I looked at my backyard bullpen and shrugged.

One session. I can do that.

Hell, it’s not the dumbest thing I’ve done in the name of baseball…or to make my mom happy.

It’s not going to fix anything, but it can’t make things any worse.

Hope

“Okay ladies, let’s take it down to the mat,” I said, raising my voice just loud enough to be heard over the soft music in the background.

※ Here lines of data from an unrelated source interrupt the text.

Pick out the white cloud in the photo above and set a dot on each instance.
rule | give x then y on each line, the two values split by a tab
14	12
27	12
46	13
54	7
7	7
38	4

“Draw your knees into your chest and give yourself a squeeze, then let them fall to the right. Open your arms out wide, gaze to the left and breathe into that twist.”

I walked slowly between the mats, checking their form and occasionally crouching down to press against a knee or shoulder to deepen the stretch.

This Tuesday afternoon gentle flow class is one of my favorites.

It’s usually smaller than my other classes, which makes it easier to give individualized attention.

Most of today’s attendees are women in their sixties and seventies who come each week to move gently, breathe deeply, and care for the bodies that have carried them through their lives.

I led them through the same thing on the other side, then softly guided them into happy baby.

“Breathe into your center. Feel the connection between your breath and the floor beneath you, and when you’re ready, ease into Savasana. Legs long, arms heavy, palms open.”

The studio filled with the sound of collective exhales as the class settled into the restorative pose.

“There’s nowhere else to be. Nothing else to do. Just let go.”